Neillands tries to understand the bombing effectiveness, unlike Harris, who preffered to bomb cities because they were large enough targets to hit with lousy navigation aids. Neillands spends a lot of time discussing morality of area bombings, but very little on alternative ways of fighting the war: heavy bombers are accepted as the main fighting vehicle of bomber war and no alternatives are considered or cost-benefit analyses tried. Yet USAAF 10% losses per mission (which translates to 12% chances of surving 20 mission tour of duty) and even the 4% RAF losses (with 30% chance of finishing 30 missions) should have made somebody think about alternatives (like Mosquito "light" bomber which could carry the same bomb load as the B-17 "heavy" bomber, but with 0.2% loss rate).

Neillands has the tendency to repeat selected topics so many times as to drive the reader furious. His favourites: 88 mm flak gun was an excellent anti-tank weapon; bombing accuracy in cloud-covered Europe under enemy fire is worse than in training bombing in sunny Texas; losses are prohibitive in daylight bombing without fighter escort. These comments and many others appear 5-10 times in the book. 50 pages could have easily been culled by removing repetition.
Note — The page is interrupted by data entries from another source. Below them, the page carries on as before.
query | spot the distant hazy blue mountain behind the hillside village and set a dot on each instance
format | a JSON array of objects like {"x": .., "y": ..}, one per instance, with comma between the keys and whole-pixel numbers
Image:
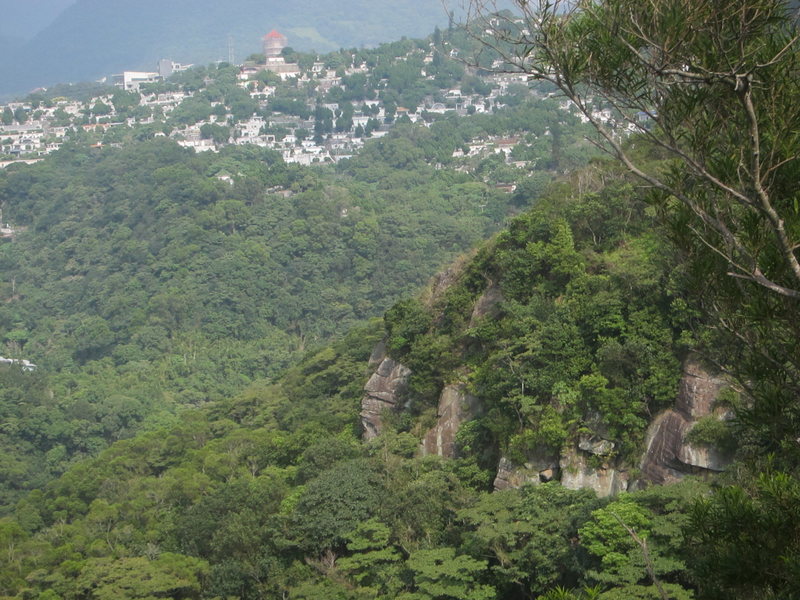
[{"x": 93, "y": 38}]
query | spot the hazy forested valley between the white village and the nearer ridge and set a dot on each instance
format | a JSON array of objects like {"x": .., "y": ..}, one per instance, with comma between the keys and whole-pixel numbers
[{"x": 142, "y": 283}]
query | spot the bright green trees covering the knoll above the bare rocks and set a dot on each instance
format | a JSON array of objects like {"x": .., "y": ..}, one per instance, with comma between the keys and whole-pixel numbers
[{"x": 584, "y": 337}]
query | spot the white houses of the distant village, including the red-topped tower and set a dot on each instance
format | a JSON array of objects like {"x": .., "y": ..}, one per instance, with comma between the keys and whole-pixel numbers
[{"x": 46, "y": 127}]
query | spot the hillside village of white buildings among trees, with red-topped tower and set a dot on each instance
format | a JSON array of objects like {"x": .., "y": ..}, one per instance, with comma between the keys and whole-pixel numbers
[{"x": 309, "y": 108}]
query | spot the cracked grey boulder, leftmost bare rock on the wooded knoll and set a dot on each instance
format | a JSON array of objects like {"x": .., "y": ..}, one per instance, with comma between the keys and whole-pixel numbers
[{"x": 382, "y": 392}]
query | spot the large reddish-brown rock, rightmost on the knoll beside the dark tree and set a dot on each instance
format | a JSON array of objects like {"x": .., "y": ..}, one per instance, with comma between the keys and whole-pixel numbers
[{"x": 668, "y": 456}]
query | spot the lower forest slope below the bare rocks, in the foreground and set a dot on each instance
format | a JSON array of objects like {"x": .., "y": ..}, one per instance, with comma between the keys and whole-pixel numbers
[{"x": 271, "y": 494}]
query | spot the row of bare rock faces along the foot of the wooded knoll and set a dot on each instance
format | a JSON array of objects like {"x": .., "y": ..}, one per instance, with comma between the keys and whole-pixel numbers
[{"x": 590, "y": 461}]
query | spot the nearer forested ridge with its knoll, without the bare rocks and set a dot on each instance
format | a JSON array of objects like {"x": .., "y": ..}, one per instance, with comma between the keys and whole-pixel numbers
[{"x": 271, "y": 494}]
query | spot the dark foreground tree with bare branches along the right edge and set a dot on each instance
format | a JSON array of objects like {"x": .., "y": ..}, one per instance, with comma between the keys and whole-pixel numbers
[{"x": 713, "y": 88}]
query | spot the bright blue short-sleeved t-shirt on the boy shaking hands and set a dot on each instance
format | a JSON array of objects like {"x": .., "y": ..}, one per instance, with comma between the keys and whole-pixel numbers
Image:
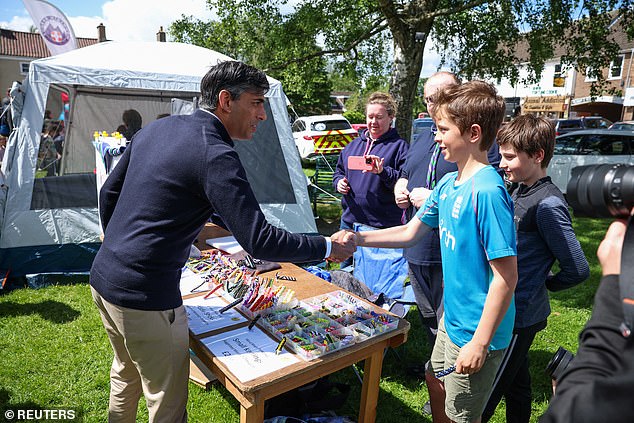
[{"x": 475, "y": 223}]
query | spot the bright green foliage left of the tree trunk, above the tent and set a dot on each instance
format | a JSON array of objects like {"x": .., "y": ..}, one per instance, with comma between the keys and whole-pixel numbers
[{"x": 284, "y": 44}]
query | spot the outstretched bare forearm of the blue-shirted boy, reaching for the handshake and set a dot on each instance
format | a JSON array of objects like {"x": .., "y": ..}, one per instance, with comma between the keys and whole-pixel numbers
[{"x": 396, "y": 237}]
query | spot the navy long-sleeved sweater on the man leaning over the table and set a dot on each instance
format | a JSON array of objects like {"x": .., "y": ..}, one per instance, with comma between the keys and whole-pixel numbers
[{"x": 176, "y": 172}]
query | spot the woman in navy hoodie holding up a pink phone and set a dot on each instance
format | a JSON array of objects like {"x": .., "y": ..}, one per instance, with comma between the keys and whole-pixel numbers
[{"x": 369, "y": 167}]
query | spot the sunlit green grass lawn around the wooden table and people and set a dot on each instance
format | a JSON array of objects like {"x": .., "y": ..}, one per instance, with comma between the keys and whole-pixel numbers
[{"x": 55, "y": 354}]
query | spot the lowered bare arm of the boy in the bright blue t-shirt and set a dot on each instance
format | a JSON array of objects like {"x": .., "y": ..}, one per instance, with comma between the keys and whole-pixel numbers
[{"x": 473, "y": 353}]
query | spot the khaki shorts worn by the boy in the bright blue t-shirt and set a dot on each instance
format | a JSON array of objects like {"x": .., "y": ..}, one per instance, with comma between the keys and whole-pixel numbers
[{"x": 466, "y": 395}]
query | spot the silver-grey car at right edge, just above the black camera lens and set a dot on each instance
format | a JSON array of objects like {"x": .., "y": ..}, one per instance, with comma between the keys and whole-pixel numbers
[{"x": 589, "y": 147}]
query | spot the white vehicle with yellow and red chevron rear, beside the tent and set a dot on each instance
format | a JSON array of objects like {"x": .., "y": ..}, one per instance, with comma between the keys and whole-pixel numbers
[{"x": 323, "y": 134}]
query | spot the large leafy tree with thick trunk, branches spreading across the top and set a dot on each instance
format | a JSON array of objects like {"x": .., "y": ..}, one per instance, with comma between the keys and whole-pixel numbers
[{"x": 475, "y": 37}]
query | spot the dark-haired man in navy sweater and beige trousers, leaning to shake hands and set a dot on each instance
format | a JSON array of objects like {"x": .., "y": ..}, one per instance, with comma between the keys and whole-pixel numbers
[{"x": 171, "y": 178}]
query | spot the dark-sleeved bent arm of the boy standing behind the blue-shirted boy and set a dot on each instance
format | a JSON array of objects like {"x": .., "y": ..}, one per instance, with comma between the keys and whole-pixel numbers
[{"x": 555, "y": 227}]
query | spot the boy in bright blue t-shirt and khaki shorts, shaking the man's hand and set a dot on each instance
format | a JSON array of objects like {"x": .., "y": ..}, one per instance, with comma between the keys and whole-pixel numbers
[{"x": 474, "y": 215}]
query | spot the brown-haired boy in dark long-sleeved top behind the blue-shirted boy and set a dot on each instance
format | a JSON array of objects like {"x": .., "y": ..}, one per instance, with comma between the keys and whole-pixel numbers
[{"x": 544, "y": 235}]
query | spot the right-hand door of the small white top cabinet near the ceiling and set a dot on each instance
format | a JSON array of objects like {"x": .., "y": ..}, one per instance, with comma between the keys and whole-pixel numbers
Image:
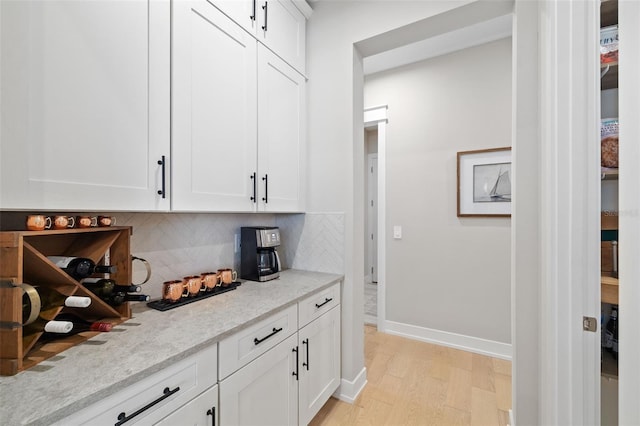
[{"x": 281, "y": 27}]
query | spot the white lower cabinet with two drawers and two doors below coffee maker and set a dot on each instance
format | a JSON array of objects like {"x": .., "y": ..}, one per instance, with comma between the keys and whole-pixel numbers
[{"x": 288, "y": 383}]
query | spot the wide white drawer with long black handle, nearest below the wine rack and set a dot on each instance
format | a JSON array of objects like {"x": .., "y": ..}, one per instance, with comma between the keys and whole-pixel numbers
[{"x": 161, "y": 393}]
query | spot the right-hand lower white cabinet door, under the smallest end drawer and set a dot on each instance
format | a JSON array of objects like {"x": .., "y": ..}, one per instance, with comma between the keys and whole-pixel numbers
[{"x": 319, "y": 363}]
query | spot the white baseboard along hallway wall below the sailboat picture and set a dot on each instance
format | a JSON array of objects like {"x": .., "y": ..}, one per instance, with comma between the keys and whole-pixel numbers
[{"x": 452, "y": 340}]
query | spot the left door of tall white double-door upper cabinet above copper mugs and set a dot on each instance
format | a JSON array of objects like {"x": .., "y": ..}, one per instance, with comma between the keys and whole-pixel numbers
[{"x": 213, "y": 110}]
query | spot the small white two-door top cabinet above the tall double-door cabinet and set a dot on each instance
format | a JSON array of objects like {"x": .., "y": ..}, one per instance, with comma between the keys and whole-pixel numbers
[{"x": 278, "y": 24}]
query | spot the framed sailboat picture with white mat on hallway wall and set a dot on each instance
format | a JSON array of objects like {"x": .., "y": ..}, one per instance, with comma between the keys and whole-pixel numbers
[{"x": 484, "y": 182}]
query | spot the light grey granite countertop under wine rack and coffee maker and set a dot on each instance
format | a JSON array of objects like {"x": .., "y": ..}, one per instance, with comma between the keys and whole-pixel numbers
[{"x": 145, "y": 344}]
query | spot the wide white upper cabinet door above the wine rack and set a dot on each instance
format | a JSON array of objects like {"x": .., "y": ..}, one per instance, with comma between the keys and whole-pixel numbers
[{"x": 85, "y": 104}]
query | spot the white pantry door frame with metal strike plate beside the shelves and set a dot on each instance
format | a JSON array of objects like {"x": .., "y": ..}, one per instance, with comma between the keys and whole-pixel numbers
[{"x": 569, "y": 182}]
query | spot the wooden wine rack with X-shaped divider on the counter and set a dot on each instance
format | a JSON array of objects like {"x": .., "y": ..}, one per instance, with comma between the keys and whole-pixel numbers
[{"x": 23, "y": 259}]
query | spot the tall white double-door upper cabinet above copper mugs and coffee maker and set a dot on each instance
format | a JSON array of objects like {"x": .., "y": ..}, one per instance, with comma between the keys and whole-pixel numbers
[{"x": 238, "y": 118}]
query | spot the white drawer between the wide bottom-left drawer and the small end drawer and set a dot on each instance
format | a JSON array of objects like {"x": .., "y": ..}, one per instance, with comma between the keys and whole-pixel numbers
[{"x": 246, "y": 345}]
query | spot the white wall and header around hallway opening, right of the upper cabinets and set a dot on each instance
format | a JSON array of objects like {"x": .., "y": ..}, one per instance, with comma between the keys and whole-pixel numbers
[{"x": 335, "y": 109}]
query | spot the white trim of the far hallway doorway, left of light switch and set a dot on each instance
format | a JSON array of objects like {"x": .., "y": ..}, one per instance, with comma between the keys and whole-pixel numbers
[{"x": 377, "y": 116}]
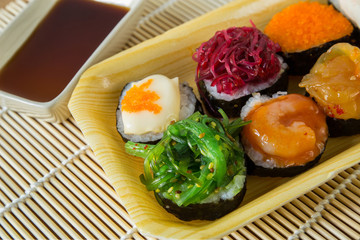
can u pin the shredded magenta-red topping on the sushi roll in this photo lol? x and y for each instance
(236, 56)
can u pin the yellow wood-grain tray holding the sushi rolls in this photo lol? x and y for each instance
(170, 54)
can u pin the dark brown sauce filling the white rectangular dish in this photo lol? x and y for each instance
(57, 49)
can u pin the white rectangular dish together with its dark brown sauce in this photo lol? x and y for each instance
(47, 47)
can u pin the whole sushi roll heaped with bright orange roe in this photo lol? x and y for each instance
(306, 30)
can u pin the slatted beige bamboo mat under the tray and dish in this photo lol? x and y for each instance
(53, 188)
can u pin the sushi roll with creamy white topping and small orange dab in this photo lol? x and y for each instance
(148, 106)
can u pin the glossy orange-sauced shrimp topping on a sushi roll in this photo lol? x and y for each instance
(286, 131)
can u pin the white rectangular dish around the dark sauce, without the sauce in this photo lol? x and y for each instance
(24, 24)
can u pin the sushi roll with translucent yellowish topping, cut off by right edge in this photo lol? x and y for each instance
(334, 84)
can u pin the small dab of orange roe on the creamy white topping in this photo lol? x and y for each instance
(137, 99)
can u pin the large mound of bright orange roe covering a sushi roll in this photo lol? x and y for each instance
(307, 24)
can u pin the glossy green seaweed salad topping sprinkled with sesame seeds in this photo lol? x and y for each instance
(198, 160)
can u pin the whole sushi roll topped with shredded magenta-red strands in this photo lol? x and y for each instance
(235, 63)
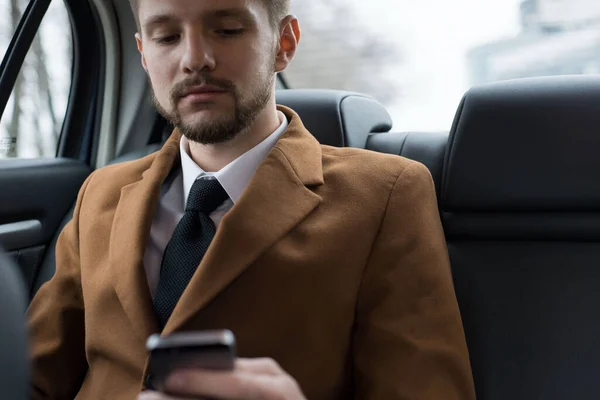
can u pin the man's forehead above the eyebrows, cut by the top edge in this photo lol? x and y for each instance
(197, 9)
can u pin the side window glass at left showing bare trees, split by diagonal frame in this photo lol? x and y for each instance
(31, 124)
On page 387 Neillands commits a statistical fraud when discussing losses: assumably he tries to soften the allied losses by quoting side by side the Luftwaffe fighter command losses. These two, however, have very little to do with each other: Bomber command and the 8th USAAF were minor contributors to German fighter losses, compared with the Eastern front. Early in the bomber offensive Germans lost one fighter for two heavy bombers, which in economic terms was a bargain: two shot down fighter pilots who could often parachute to safety of fatherland, vs. 20 airmen who either died (only 20% survived, based on Neillands's scattered statistics on the topic), or were captured and imprisoned. 8 aircraft engines destroyed against two. Towards the end of the war the situation developed into parity: one fighter for one bomber.

Neillands spends a lot of time speculating whether bombers could have won the war without ground forces, and he believes that Harris and Arnold could have done it. But then, on page 396, he refutes his own argument: "Germany was still fighting in 1945, and fighting hard." which means that the infantry had to invade Germany to end the war, and the "bomber dream" of winning the war from the air was just a dream.

Despite these deficiencies and shortcomings Neillands's book is clearly the book of choice on bomber war. It may be complemented by Arthus Harris's memoirs "Bomber Offensive". A book to be avoided at all cost is Denis Richards's RAF Bomber Command.